The idea of increasing the point at which higher rate tax starts is a good one but it is not a priority and I suggest it is limited to £60,000 initially, up from £50,000.

Other priorities include the reform of stamp duty for house purchase: a substantial cut is required to free up the market.

More controversially I would exempt car insurance from insurance tax as working people often need a car for work. Socialists will not understand the problem as they are basically anti-car, but forget the employment the car industry provides.

Regarding your article on page two of the Gazette dated June 13, 2019, writes Ken Davison, Queens Drive, Finsbury Park.

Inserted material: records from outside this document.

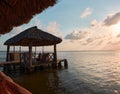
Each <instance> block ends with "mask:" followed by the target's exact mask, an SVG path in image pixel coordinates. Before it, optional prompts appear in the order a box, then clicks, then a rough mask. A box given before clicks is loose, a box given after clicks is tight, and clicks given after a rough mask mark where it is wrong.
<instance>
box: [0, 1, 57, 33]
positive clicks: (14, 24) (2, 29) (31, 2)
mask: <svg viewBox="0 0 120 94" xmlns="http://www.w3.org/2000/svg"><path fill="white" fill-rule="evenodd" d="M56 1H57V0H0V34H4V33H7V32H10V30H12V28H13V27H14V26H19V25H22V24H24V23H28V22H29V21H30V19H31V18H32V17H33V16H34V15H35V14H38V13H40V12H42V11H43V10H44V9H46V8H48V7H49V6H53V5H54V4H55V3H56Z"/></svg>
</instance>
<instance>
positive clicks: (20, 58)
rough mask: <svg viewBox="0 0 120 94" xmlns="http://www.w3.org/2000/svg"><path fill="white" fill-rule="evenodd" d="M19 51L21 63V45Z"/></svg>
mask: <svg viewBox="0 0 120 94" xmlns="http://www.w3.org/2000/svg"><path fill="white" fill-rule="evenodd" d="M19 53H20V63H21V60H22V54H21V46H20V47H19Z"/></svg>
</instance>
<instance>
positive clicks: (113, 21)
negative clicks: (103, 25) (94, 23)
mask: <svg viewBox="0 0 120 94" xmlns="http://www.w3.org/2000/svg"><path fill="white" fill-rule="evenodd" d="M118 22H120V12H117V13H115V14H113V15H108V16H107V18H106V19H105V20H104V23H105V25H106V26H110V25H114V24H117V23H118Z"/></svg>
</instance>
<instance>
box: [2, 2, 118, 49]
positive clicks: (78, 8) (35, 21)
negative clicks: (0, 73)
mask: <svg viewBox="0 0 120 94" xmlns="http://www.w3.org/2000/svg"><path fill="white" fill-rule="evenodd" d="M119 4H120V0H59V1H58V2H57V4H55V6H53V7H49V8H48V9H46V10H45V11H43V12H42V13H40V14H38V15H35V16H34V17H33V19H31V21H30V22H29V23H27V24H24V25H21V26H19V27H15V28H14V29H13V30H12V31H11V32H10V33H8V34H5V35H2V36H1V37H0V46H1V47H0V50H5V49H6V47H5V46H3V43H4V42H5V41H6V40H7V39H8V38H10V37H12V36H14V35H16V34H18V33H19V32H21V31H23V30H24V29H26V28H29V27H31V26H34V25H37V26H38V28H40V29H43V30H45V31H47V32H49V33H52V34H54V35H56V36H58V37H61V38H62V39H63V42H62V43H61V44H59V45H58V49H59V50H104V49H105V50H119V49H120V45H119V44H120V43H119V42H120V6H119Z"/></svg>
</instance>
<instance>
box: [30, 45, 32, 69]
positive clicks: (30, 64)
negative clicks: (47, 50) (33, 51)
mask: <svg viewBox="0 0 120 94" xmlns="http://www.w3.org/2000/svg"><path fill="white" fill-rule="evenodd" d="M31 67H32V43H30V44H29V68H31Z"/></svg>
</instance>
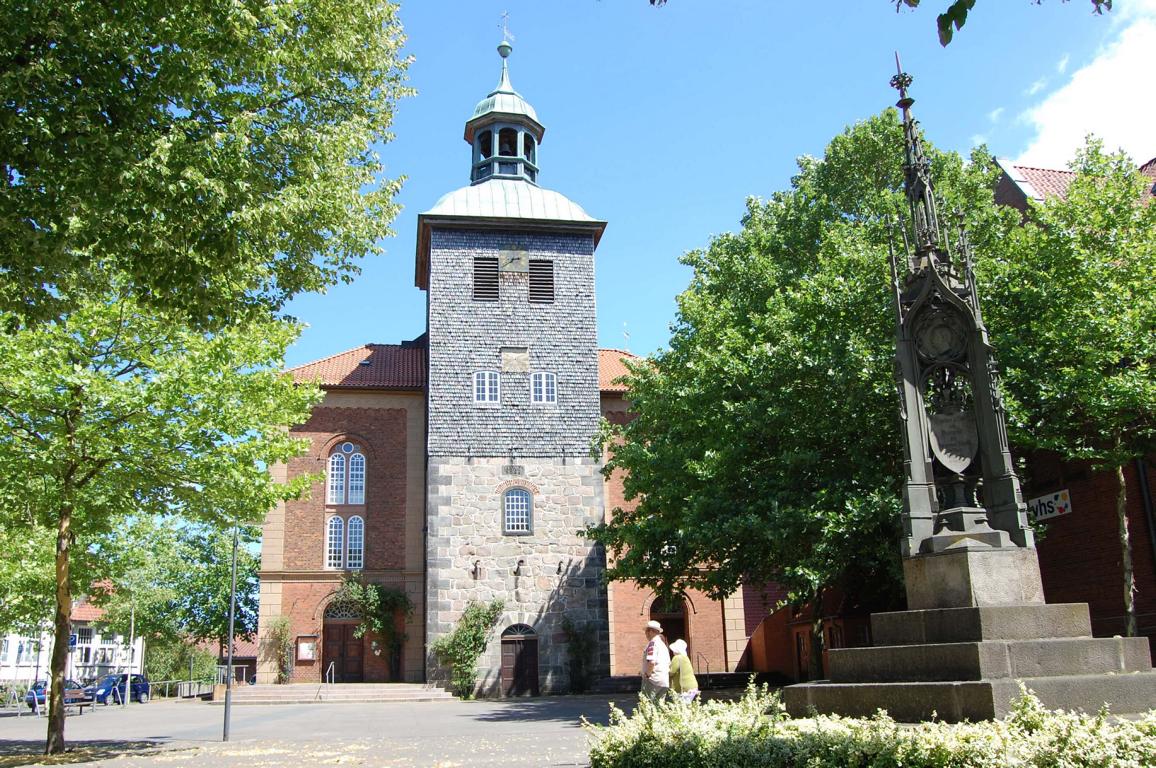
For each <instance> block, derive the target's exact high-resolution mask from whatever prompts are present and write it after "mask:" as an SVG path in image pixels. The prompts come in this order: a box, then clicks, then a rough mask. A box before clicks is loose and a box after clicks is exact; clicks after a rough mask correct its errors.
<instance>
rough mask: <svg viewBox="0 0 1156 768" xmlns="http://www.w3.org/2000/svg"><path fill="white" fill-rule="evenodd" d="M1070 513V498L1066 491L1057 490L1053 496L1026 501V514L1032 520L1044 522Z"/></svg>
mask: <svg viewBox="0 0 1156 768" xmlns="http://www.w3.org/2000/svg"><path fill="white" fill-rule="evenodd" d="M1070 511H1072V496H1070V495H1069V494H1068V489H1067V488H1065V489H1064V490H1057V492H1055V493H1054V494H1047V495H1046V496H1037V497H1036V499H1029V500H1028V514H1029V515H1030V516H1031V519H1033V520H1046V519H1050V518H1052V517H1059V516H1060V515H1067V514H1068V512H1070Z"/></svg>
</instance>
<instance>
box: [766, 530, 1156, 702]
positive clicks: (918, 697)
mask: <svg viewBox="0 0 1156 768" xmlns="http://www.w3.org/2000/svg"><path fill="white" fill-rule="evenodd" d="M904 573H905V575H906V581H907V597H909V603H910V604H912V606H913V610H911V611H899V612H894V613H876V614H873V615H872V618H870V622H872V637H873V638H874V643H875V644H874V647H872V648H845V649H831V650H830V651H829V652H828V672H829V674H830V679H829V680H822V681H817V682H810V684H802V685H796V686H790V687H788V688H786V689H785V691H784V700H785V702H786V706H787V711H788V712H791V715H793V716H795V717H805V716H807V715H808V714H809V712H810V711H812V710H815V711H818V712H822V714H838V715H845V716H864V717H865V716H869V715H872V714H874V712H875V710H877V709H885V710H887V711H888V714H890V715H891V717H894V718H896V719H898V721H921V719H929V718H932V717H938V718H939V719H943V721H950V722H956V721H962V719H971V721H977V719H991V718H998V717H1002V716H1003V715H1006V714H1007V711H1008V706H1009V703H1010V702H1012V700H1013V699H1015V697H1016V696H1017V695H1018V693H1020V682H1021V681H1022V682H1023V684H1024V685H1027V686H1028V687H1029V688H1030V689H1031V691H1032V692H1033V693H1035V694H1036V695H1037V696H1038V697H1039V700H1040V701H1042V702H1043V703H1044V706H1045V707H1048V708H1051V709H1058V708H1062V709H1081V710H1084V711H1087V712H1095V711H1097V710H1098V709H1099V708H1101V706H1103V704H1105V703H1106V704H1107V706H1109V707H1110V708H1111V710H1112V711H1113V712H1117V714H1125V712H1140V711H1146V710H1148V709H1150V708H1153V707H1156V672H1154V671H1153V665H1151V657H1150V653H1149V648H1148V640H1147V638H1144V637H1092V636H1091V621H1090V619H1089V616H1088V606H1087V605H1085V604H1082V603H1079V604H1058V605H1047V604H1045V603H1044V601H1043V590H1042V588H1040V586H1039V567H1038V563H1037V560H1036V552H1035V549H1032V548H1015V549H995V551H992V549H988V551H966V549H959V551H954V552H946V553H941V554H932V555H920V556H918V557H911V559H909V560H906V561H905V562H904ZM1024 598H1029V599H1024ZM1031 598H1035V599H1031ZM953 603H955V605H951V604H953ZM959 603H963V605H959Z"/></svg>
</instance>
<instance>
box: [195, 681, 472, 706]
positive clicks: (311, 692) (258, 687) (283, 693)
mask: <svg viewBox="0 0 1156 768" xmlns="http://www.w3.org/2000/svg"><path fill="white" fill-rule="evenodd" d="M453 697H454V696H453V694H451V693H450V692H447V691H445V689H444V688H438V687H436V686H427V685H423V684H413V682H385V684H372V682H365V684H361V682H347V684H340V682H339V684H334V685H332V686H325V685H319V684H295V685H283V686H245V687H239V688H234V692H232V703H234V704H243V706H249V704H316V703H331V704H340V703H372V702H399V701H447V700H452V699H453ZM213 703H214V704H223V703H224V696H221V697H218V699H216V700H214V701H213Z"/></svg>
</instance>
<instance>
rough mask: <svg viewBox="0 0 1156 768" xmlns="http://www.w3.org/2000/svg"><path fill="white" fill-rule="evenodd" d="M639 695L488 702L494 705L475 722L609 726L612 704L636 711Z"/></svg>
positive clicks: (506, 699) (586, 696)
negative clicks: (610, 712) (569, 724)
mask: <svg viewBox="0 0 1156 768" xmlns="http://www.w3.org/2000/svg"><path fill="white" fill-rule="evenodd" d="M637 701H638V697H637V696H630V695H623V696H612V697H607V696H541V697H538V699H505V700H499V701H491V702H486V703H489V704H491V707H490V708H487V709H486V710H484V711H481V712H477V714H476V715H475V716H474V719H477V721H481V722H487V723H503V722H521V723H525V722H548V721H553V722H557V723H572V724H573V725H575V726H577V725H578V724H579V723H581V718H583V717H585V718H586V719H587V721H590V722H591V723H596V724H599V725H605V724H606V723H608V722H609V719H610V704H612V703H613V704H615V706H616V707H617V708H618V709H623V710H625V711H627V712H630V711H633V709H635V706H636V703H637Z"/></svg>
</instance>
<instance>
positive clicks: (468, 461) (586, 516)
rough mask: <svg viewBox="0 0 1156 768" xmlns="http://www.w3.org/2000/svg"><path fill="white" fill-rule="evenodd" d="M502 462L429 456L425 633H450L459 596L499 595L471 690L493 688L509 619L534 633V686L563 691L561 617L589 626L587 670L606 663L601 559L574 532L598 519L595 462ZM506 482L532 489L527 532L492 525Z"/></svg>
mask: <svg viewBox="0 0 1156 768" xmlns="http://www.w3.org/2000/svg"><path fill="white" fill-rule="evenodd" d="M507 461H509V460H507V459H504V458H468V457H431V458H430V464H429V493H430V495H429V515H428V525H429V538H428V548H429V571H428V573H429V578H428V599H427V606H428V614H427V615H428V640H429V642H430V643H432V642H433V641H435V640H437V638H438V637H440V636H442V635H444V634H446V633H449V632H452V630H453V628H454V626H455V622H457V621H458V620H459V619H460V616H461V613H462V611H464V610H465V607H466V604H467V603H468V600H470V599H476V600H481V601H489V600H492V599H495V598H501V599H503V600H504V601H505V612H504V614H503V615H502V618H501V619H499V621H498V625H497V627H496V628H495V630H494V634H492V636H491V640H490V643H489V645H488V648H487V650H486V653H484V655H483V656H482V659H481V662H480V664H479V667H480V670H481V675H480V691H481V693H483V694H487V695H496V694H497V693H498V691H499V682H501V666H502V660H501V647H502V643H501V635H502V632H503V630H504V629H505V628H507V627H510V626H512V625H516V623H525V625H528V626H531V627H533V628H534V630H535V633H536V635H538V642H539V648H538V653H539V684H540V688H541V691H542V693H557V692H563V691H568V689H569V686H570V675H569V669H568V664H569V655H568V651H566V642H565V636H564V634H563V633H562V619H563V616H569V619H570V620H571V621H572V622H575V623H576V625H578V626H583V625H585V626H588V627H591V628H592V630H593V632H596V633H598V641H599V642H598V648H599V651H598V659H596V670H595V674H596V677H601V675H605V674H607V672H608V670H609V658H608V652H607V648H608V637H607V607H606V590H605V588H603V586H602V582H601V577H602V571H603V569H605V557H603V554H602V551H601V549H600V548H596V547H594V546H593V545H592V544H591V542H590V541H587V540H586V539H585V538H583V537H581V536H580V531H581V530H583V529H584V527H586V526H587V525H591V524H594V523H599V522H601V519H602V509H603V502H602V478H601V475H600V474H599V463H598V461H595V460H594V459H592V458H587V457H583V458H565V459H563V458H543V459H525V460H523V459H519V466H521V467H523V471H524V474H521V475H511V474H509V473H506V472H505V468H506V464H507ZM511 487H520V488H526V489H528V490H529V492H531V493H532V495H533V533H532V534H531V536H505V534H503V532H502V494H503V493H504V492H505V490H506V489H509V488H511ZM519 562H520V563H521V568H520V574H517V573H516V571H518V570H519ZM475 564H476V567H477V571H476V575H475V573H474V568H475ZM429 664H430V672H429V679H431V680H443V679H445V673H444V671H443V670H439V669H438V666H437V664H436V660H435V659H432V657H431V658H430V659H429Z"/></svg>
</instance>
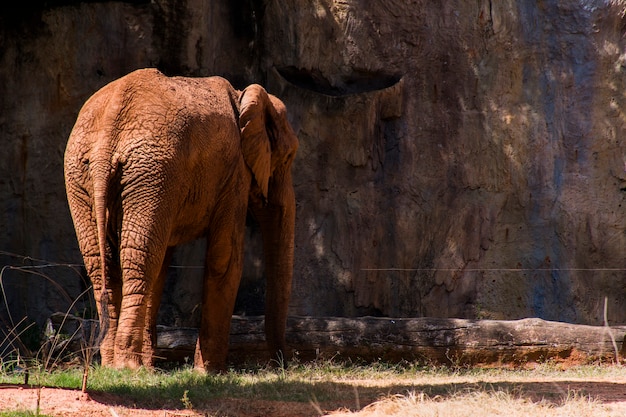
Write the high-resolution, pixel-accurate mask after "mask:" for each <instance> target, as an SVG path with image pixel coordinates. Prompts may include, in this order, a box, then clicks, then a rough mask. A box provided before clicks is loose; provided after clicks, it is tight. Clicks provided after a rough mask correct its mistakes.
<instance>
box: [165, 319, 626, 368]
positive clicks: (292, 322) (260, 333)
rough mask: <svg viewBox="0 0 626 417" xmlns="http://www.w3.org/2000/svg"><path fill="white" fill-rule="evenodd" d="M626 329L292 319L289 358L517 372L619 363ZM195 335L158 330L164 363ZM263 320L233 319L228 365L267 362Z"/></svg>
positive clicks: (186, 353) (182, 349)
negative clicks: (559, 366)
mask: <svg viewBox="0 0 626 417" xmlns="http://www.w3.org/2000/svg"><path fill="white" fill-rule="evenodd" d="M625 334H626V326H616V327H599V326H586V325H575V324H567V323H560V322H553V321H545V320H541V319H536V318H530V319H522V320H512V321H499V320H464V319H442V318H401V319H398V318H376V317H359V318H340V317H321V318H312V317H290V318H289V319H288V321H287V345H288V347H289V348H290V349H291V353H290V355H289V356H288V358H291V357H297V358H298V359H299V360H303V361H308V360H313V359H316V358H330V357H336V358H338V359H351V360H353V361H365V362H370V361H379V360H382V361H387V362H399V361H402V360H408V361H415V360H417V361H422V362H425V363H431V364H448V365H454V366H457V365H476V364H491V365H498V364H501V365H503V364H513V365H521V364H524V363H526V362H540V361H546V360H571V361H577V362H578V361H592V360H615V359H616V358H617V357H621V355H623V354H624V353H626V352H624V351H623V347H622V346H623V342H624V335H625ZM196 337H197V330H196V329H191V328H170V327H164V326H160V327H159V329H158V341H157V355H159V357H160V358H161V359H162V360H168V361H182V360H184V358H185V357H188V358H192V357H193V349H194V347H195V338H196ZM268 358H269V355H268V353H267V347H266V345H265V336H264V319H263V317H262V316H261V317H233V321H232V325H231V335H230V356H229V359H230V361H232V362H234V363H242V362H245V361H248V362H257V361H261V362H263V361H267V360H268Z"/></svg>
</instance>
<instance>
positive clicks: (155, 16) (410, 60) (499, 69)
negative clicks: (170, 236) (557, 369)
mask: <svg viewBox="0 0 626 417" xmlns="http://www.w3.org/2000/svg"><path fill="white" fill-rule="evenodd" d="M284 3H285V2H279V1H276V0H267V1H260V0H259V1H254V0H237V1H226V0H224V1H214V2H203V1H200V0H182V1H169V0H156V1H152V2H149V1H127V2H106V1H105V2H79V1H70V0H67V1H63V0H57V1H52V2H43V1H39V2H38V1H33V2H30V3H29V4H24V5H23V7H18V8H17V9H15V10H14V9H11V10H9V9H8V8H7V6H2V8H1V9H0V140H1V143H2V144H3V145H2V146H3V148H2V157H1V158H2V159H1V160H0V196H1V198H0V226H2V230H3V233H2V234H0V263H1V264H2V265H3V266H7V267H8V268H5V269H3V270H2V283H3V285H4V286H5V290H6V291H5V294H6V297H7V298H8V301H7V302H6V303H0V304H4V305H2V306H1V307H0V312H1V313H2V314H0V315H1V316H3V317H5V318H4V320H5V323H4V325H6V324H7V323H10V319H9V318H8V315H7V310H8V311H9V312H11V315H12V319H13V322H17V321H19V320H20V319H21V317H23V316H24V315H29V317H31V319H33V318H34V319H36V320H38V322H39V323H43V320H44V317H45V316H46V314H49V313H50V312H52V311H57V310H61V311H63V310H64V309H68V303H67V300H68V299H70V300H72V299H75V298H77V297H78V296H79V295H80V294H81V292H82V291H84V290H85V289H86V288H87V286H88V284H87V283H86V282H84V280H83V279H82V278H81V270H80V265H79V264H80V262H81V259H80V256H79V254H78V251H77V246H76V241H75V237H74V232H73V228H72V224H71V219H70V216H69V211H68V208H67V204H66V201H65V193H64V187H63V172H62V157H63V152H64V147H65V142H66V140H67V137H68V134H69V131H70V129H71V127H72V125H73V122H74V120H75V117H76V114H77V113H78V110H79V109H80V106H81V105H82V104H83V103H84V101H85V100H86V99H87V98H88V97H89V96H90V95H91V94H92V93H93V92H95V91H96V90H97V89H98V88H99V87H101V86H102V85H104V84H106V83H107V82H109V81H111V80H113V79H115V78H118V77H120V76H122V75H124V74H126V73H128V72H130V71H132V70H134V69H136V68H140V67H148V66H156V67H158V68H160V69H162V70H163V71H164V72H166V73H168V74H183V75H197V76H202V75H213V74H218V75H223V76H225V77H227V78H229V79H230V80H231V81H232V82H233V84H234V85H235V86H236V87H239V88H241V87H243V86H245V85H247V84H248V83H251V82H259V83H262V84H264V85H266V86H267V88H268V89H269V90H270V92H273V93H275V94H277V95H278V96H280V97H281V98H283V100H284V101H285V103H286V104H287V108H288V111H289V116H290V120H291V121H292V123H293V125H294V127H295V128H296V131H297V133H298V135H299V137H300V143H301V147H300V150H299V153H298V156H297V160H296V163H295V166H294V175H295V187H296V193H297V200H298V211H297V236H296V266H295V277H294V280H295V281H294V292H293V302H292V309H291V310H292V314H294V315H313V316H330V315H334V316H359V315H380V316H394V317H420V316H432V317H461V318H491V319H518V318H524V317H540V318H543V319H547V320H557V321H566V322H571V323H583V324H594V325H597V324H602V322H603V311H604V306H605V297H607V301H608V303H607V311H608V319H609V321H610V322H611V323H612V324H613V323H617V324H619V323H625V322H626V308H625V307H626V305H625V301H624V299H625V297H624V294H625V293H626V270H625V269H626V259H625V257H624V255H623V254H624V249H625V244H626V234H625V228H626V220H625V216H624V215H623V214H624V210H625V207H622V205H623V204H624V203H625V201H624V199H625V191H624V190H626V173H625V172H624V170H625V163H626V162H625V161H626V149H625V148H626V145H624V142H623V140H622V137H623V136H624V133H625V127H624V126H625V125H624V123H625V121H626V118H625V114H624V108H625V105H626V97H625V96H624V91H625V88H624V87H625V85H624V84H625V82H626V77H625V76H624V74H625V72H626V52H624V51H625V41H624V37H623V35H624V26H625V22H624V20H623V19H624V18H623V16H624V10H625V8H626V3H625V2H623V1H617V0H615V1H604V0H561V1H556V0H548V1H544V2H526V1H514V0H503V1H497V2H496V1H488V0H479V1H476V2H465V1H430V0H413V1H409V0H405V1H400V0H385V1H382V0H381V1H364V0H345V1H332V0H315V1H309V0H293V1H291V2H287V3H288V4H284ZM258 235H259V233H258V229H257V228H255V227H254V225H251V227H250V229H249V236H248V237H249V239H248V241H249V245H248V249H247V252H246V266H245V273H244V279H243V282H242V291H241V294H240V298H239V303H238V306H237V312H238V313H245V314H253V315H256V314H261V313H262V311H263V299H262V298H263V297H262V294H263V280H262V261H261V255H260V248H261V246H260V243H259V236H258ZM200 253H201V243H200V244H197V245H188V246H187V247H185V248H182V249H181V250H180V251H179V253H178V254H177V256H176V259H175V266H176V267H174V268H172V269H171V271H172V273H171V279H170V281H169V282H168V286H167V291H166V299H165V301H164V305H163V308H162V311H161V321H162V322H163V323H164V324H169V325H186V326H189V325H195V324H197V321H198V317H197V303H198V302H199V299H198V296H197V295H198V286H199V285H200V279H201V269H200V268H199V267H200V266H201V265H202V258H201V256H200ZM57 264H60V265H57ZM68 265H70V266H68ZM71 265H77V266H71ZM43 266H46V267H45V268H44V267H43ZM17 267H19V268H20V269H17ZM24 267H28V269H24ZM60 288H63V290H62V291H61V290H60ZM7 304H8V308H7V307H6V305H7ZM78 305H80V308H81V309H87V310H88V309H89V305H88V303H82V302H81V303H78ZM72 308H78V307H76V306H73V307H72Z"/></svg>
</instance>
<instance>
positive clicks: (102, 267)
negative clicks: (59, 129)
mask: <svg viewBox="0 0 626 417" xmlns="http://www.w3.org/2000/svg"><path fill="white" fill-rule="evenodd" d="M98 143H107V141H106V140H104V141H99V142H98ZM102 148H103V149H99V150H98V151H97V152H94V154H95V155H94V156H95V158H94V160H92V161H91V177H92V178H93V200H94V212H95V216H96V233H97V238H98V252H99V253H100V274H101V276H100V279H101V280H102V292H101V293H100V300H96V302H98V303H100V332H99V335H98V344H99V342H101V341H102V338H103V337H104V335H105V334H106V332H107V331H108V328H109V308H108V304H109V291H108V288H107V262H106V259H107V257H106V246H107V245H106V238H107V237H106V236H107V232H106V230H107V220H108V219H107V201H108V199H109V195H108V192H109V189H110V182H111V177H112V170H113V166H112V164H111V153H112V151H111V150H110V149H109V147H108V146H106V145H105V146H103V147H102Z"/></svg>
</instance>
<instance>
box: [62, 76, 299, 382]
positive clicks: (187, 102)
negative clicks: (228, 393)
mask: <svg viewBox="0 0 626 417" xmlns="http://www.w3.org/2000/svg"><path fill="white" fill-rule="evenodd" d="M297 146H298V140H297V138H296V136H295V133H294V132H293V130H292V129H291V127H290V125H289V123H288V122H287V119H286V109H285V107H284V105H283V104H282V102H281V101H280V100H278V99H277V98H276V97H273V96H271V95H268V94H267V93H266V92H265V90H264V89H263V88H262V87H261V86H259V85H256V84H253V85H251V86H249V87H247V88H246V89H245V90H244V91H243V92H239V91H237V90H235V89H234V88H233V87H232V86H231V85H230V84H229V83H228V81H226V80H225V79H223V78H220V77H210V78H183V77H173V78H169V77H166V76H164V75H163V74H161V73H160V72H159V71H157V70H155V69H145V70H138V71H135V72H133V73H131V74H129V75H127V76H125V77H123V78H121V79H119V80H117V81H114V82H112V83H110V84H108V85H106V86H105V87H103V88H102V89H101V90H99V91H98V92H96V93H95V94H94V95H93V96H92V97H91V98H90V99H89V100H88V101H87V102H86V103H85V105H84V106H83V108H82V109H81V111H80V113H79V115H78V119H77V121H76V124H75V126H74V128H73V130H72V132H71V134H70V137H69V140H68V143H67V148H66V151H65V180H66V189H67V197H68V202H69V206H70V210H71V214H72V218H73V220H74V225H75V229H76V234H77V237H78V242H79V246H80V250H81V253H82V255H83V258H84V261H85V266H86V268H87V272H88V275H89V277H90V279H91V281H92V283H93V287H94V296H95V299H96V300H98V301H99V302H98V312H99V314H100V317H101V318H102V319H104V320H105V321H106V323H104V325H105V327H106V328H107V331H106V333H105V335H104V339H103V341H102V344H101V348H100V351H101V356H102V364H103V365H105V366H114V367H131V368H136V367H138V366H141V365H146V366H151V365H152V361H153V345H154V338H155V335H156V332H155V328H156V316H157V312H158V309H159V304H160V300H161V295H162V292H163V285H164V281H165V277H166V271H167V267H168V265H169V261H170V259H171V255H172V251H173V248H174V247H175V246H176V245H179V244H182V243H184V242H187V241H190V240H192V239H196V238H199V237H203V236H206V238H207V254H206V268H205V277H204V288H203V302H202V306H203V307H202V318H201V329H200V335H199V338H198V345H197V347H196V354H195V366H196V367H197V368H201V369H205V368H207V369H210V370H221V369H223V368H224V366H225V361H226V356H227V351H228V336H229V328H230V320H231V315H232V312H233V308H234V303H235V297H236V294H237V290H238V287H239V281H240V279H241V273H242V262H243V242H244V232H245V223H246V220H245V218H246V213H247V209H248V206H249V208H250V211H251V213H252V215H253V216H254V217H255V218H256V219H257V220H258V222H259V224H260V227H261V232H262V235H263V244H264V252H265V260H266V275H267V281H268V282H267V295H266V305H267V306H268V308H267V311H266V336H267V341H268V345H269V349H270V352H271V353H273V354H278V353H279V352H284V350H285V344H284V332H285V322H286V317H287V307H288V303H289V296H290V291H291V280H292V269H293V235H294V222H295V198H294V193H293V186H292V179H291V164H292V161H293V159H294V156H295V152H296V149H297Z"/></svg>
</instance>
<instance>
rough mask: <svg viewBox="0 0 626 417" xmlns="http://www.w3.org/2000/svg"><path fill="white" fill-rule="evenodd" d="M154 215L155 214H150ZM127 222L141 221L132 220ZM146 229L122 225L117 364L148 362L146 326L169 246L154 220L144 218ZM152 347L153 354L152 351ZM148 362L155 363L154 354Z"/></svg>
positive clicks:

My complaint with Hackney Today is not the content, but lack of delivery. Living in a block of entry phone controlled flats on the edge of the borough, we receive copies of the publication only very occasionally, almost never at all. My rare sightings occur if I pick one up from the Central Library or if copies manage to reach my doctor's surgery.

Then I find it to be a useful source of local information.

The council will no doubt claim that they have problems gaining access, yet other distributors manage, including those delivering leaflets for take away or delivery meals.

Hackney Council is obliged to publish statutory notices, including planning applications.

If they did not use their own publication, they would be obliged to pay for this service thus wasting money which should be used elsewhere. [It'd cost them less than producing Hackney Today! - ed]

So I say keep Hackney Today in its present form but improve distribution.